Я попал в ловушку. С одной стороны, мне наскучили и моя жизнь, и я сам, какими мы были в последние десять лет; с другой — я не видел никакой достойной альтернативы. Я был слишком стар, чтобы уповать на то, что беззаботная жизнь на Таити, сногсшибательная карьера на телевидении, закадычная дружба с Эрихом Фроммом, Тедди Кеннеди или Бобом Диланом или месяц в одной постели одновременно с Софи Лорен и Ракель Уэлч[8] способны что-либо изменить. Как бы я ни изворачивался, казалось, будто меня крепко держит якорь, впившийся мне в грудь, а длинный, туго натянутый канат уходит на морское дно, намертво вбитый в самую плоть земной коры. Он держал меня на привязи, и, когда налетал шторм тоски и отчаяния, я рвался из тугих пут на свободу, чтобы умчаться быстрее ветра, но узел лишь затягивался туже и якорь лишь глубже вонзался мне в грудь, держа меня на месте. Бремя моего «я» казалось неизбежным и вечным.

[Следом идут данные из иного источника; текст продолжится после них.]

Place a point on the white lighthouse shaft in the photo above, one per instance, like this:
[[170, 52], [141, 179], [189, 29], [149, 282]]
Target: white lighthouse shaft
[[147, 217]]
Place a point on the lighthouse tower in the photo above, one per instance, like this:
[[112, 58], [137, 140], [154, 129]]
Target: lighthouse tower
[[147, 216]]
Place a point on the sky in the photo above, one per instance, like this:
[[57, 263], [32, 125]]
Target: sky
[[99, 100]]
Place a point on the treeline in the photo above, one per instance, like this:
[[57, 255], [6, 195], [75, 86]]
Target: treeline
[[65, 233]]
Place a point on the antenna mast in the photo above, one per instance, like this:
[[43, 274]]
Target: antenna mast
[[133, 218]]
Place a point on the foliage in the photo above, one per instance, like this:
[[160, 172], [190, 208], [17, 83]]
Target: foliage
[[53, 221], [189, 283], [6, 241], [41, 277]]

Мои коллеги-психоаналитики — как, впрочем, и я сам, стыдливо бормочущий что-то подобное у кушетки своим пациентам, — единодушно считали, что мои проблемы совершенно нормальны: я ненавидел себя и мир, поскольку не мог признать и принять ограничения собственного «я» и своей жизни. В литературе такое явление получило название романтизма, в психологии — невроза. Предполагается, что далекая от совершенства личность, которой все надоело, является неизбежной и всеобъемлющей нормой. И я уже начинал с этим соглашаться, когда после нескольких месяцев депрессии (я тайком приобрел револьвер 38-го калибра с девятью патронами) меня прибило к берегу дзэна.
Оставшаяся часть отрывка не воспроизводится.